Before I went to sleep, I would peek in my parent’s room to see if my mom was awake.
“Mom,” I’d say too loud. She would put her index finger up to her lips and finish the sentence she was reading before she placed the book on her lap.
“What are you reading?” I’d ask. She’d show me the cover of her book. Usually she was reading a novel, but she also read nonfiction if she wanted to learn more about a topic. And she seemed to know everything: all the words in the English language, every historical reference in a movie or a play, and all sorts of random pre-Google information. I once saw her buy a series on the Kabbalah from a man selling books door to door.
“What’s this one about?” I liked to ask.
“You’ll read it one day,” she’d say. Around that point in the conversation, my dad would roll over and say, half-asleep but fully irritated, “It’s bedtime.” I never knew if he was talking to my mom or to me, but she would pick up her book again, the sign that I was to leave her alone to enjoy her quiet time.
I’d whisper goodnight then get into my own bed with a book and my own quiet time. I liked knowing that only my mom and I were the only ones awake, that I was a member of our household’s unofficial Society of Late Night Readers.
I do not mean to paint a picture of a child prodigy who read War and Peace or even Pride and Prejudice into the wee hours of the night. My first memory of late night reading begins around fifth grade and includes Sweet Valley High, a series I’d procured by taking my allowance to Chestnut Court, the long gone independent bookstore from my childhood before we had the expression “independent bookstore.” In junior high, I read the entire Flowers in the Attic series and as many Danielle Steele books as I could buy or borrow from my friend Jennifer.
My mom cringed when she saw me reading those books. She tried to get me interested in what she called “serious” literature by suggesting Catcher in the Rye on several occasions. Since Holden Caufield liked to swear and disobey his parents, she figured any kid would enjoy it, but she eventually gave up when she realized that she too loved the freedom of varying her book choices. She read quick mysteries as often as she read the latest well-reviewed literary tome. I would find those “important” books in my own time, she knew.

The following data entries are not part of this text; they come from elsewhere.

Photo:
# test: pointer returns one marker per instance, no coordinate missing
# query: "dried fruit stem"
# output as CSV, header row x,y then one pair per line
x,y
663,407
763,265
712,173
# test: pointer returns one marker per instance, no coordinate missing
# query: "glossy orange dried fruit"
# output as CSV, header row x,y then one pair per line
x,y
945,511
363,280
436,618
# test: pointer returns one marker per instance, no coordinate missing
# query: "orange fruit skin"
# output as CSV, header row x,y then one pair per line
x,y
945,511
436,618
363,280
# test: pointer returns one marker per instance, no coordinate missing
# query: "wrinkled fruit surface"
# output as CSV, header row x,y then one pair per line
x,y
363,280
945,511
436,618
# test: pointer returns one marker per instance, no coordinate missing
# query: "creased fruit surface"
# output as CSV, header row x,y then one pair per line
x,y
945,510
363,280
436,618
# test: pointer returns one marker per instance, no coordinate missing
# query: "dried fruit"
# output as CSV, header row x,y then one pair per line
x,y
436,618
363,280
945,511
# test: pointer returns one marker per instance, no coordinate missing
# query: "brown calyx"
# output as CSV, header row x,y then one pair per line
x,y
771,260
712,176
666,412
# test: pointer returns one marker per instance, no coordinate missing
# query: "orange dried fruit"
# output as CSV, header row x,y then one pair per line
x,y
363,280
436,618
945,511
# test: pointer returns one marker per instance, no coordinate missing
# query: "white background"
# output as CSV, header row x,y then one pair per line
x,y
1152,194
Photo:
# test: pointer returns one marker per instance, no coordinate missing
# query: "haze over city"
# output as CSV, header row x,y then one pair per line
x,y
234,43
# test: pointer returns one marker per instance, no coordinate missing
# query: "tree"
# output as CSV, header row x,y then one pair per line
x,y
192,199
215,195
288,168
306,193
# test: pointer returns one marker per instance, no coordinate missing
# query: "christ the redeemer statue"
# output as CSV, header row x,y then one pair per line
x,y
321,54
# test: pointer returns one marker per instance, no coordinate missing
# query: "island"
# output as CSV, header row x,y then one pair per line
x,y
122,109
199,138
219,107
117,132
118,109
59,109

And I did. Once I got to high school and had to read certain novels for assignments, I stayed up late with those books, too. I remember loving Catcher in the Rye not for Holden Caufield’s use of forbidden words, but for his desire to keep the people and memories he loved in a big glass museum case. I’d find favorite quotes about life in those teacher-assigned books, underline them, then copy them into a journal, a habit that continues to this day. I have snippets in there from works like F. Scott Fitzgerald’s Great Gatsby to Tina Fey’s Bossypants. We in The Society of Late Night Readers are not literary snobs.
Like my mom, I still stay up too late reading a variety of books. Like my dad, my husband gets frustrated by the smallest beam of light in the room. And like the young version of me, my nine-year-old daughter, Rebecca, stays up past her bedtime with books like Diary of a Wimpy Kid, The Dork Diaries, Harry Potter, and more series and stand-alone books than I can even remember. If she knows I’m awake, she finds me in some room of the house (usually the kitchen) and hands me whatever book she finished. She’s a proud albeit unknowing member of The Society. The worrier in me thinks she should get more sleep, but I’ll never tell her to stop reading. Another unofficial rule to our club is never telling one of our own to turn off the light.
When I lose myself in a book and when I imagine Rebecca doing the same, I see that well-preserved forty-something-year-old version of my mom reading in her bed. The purely positive image reminds me of Holden and why he spent time in the Metropolitan Museum of Art. As Holden says, “The best thing, though, in that museum was that everything always stayed right where it was. Nobody’d move . . . the only thing that would be different is you.”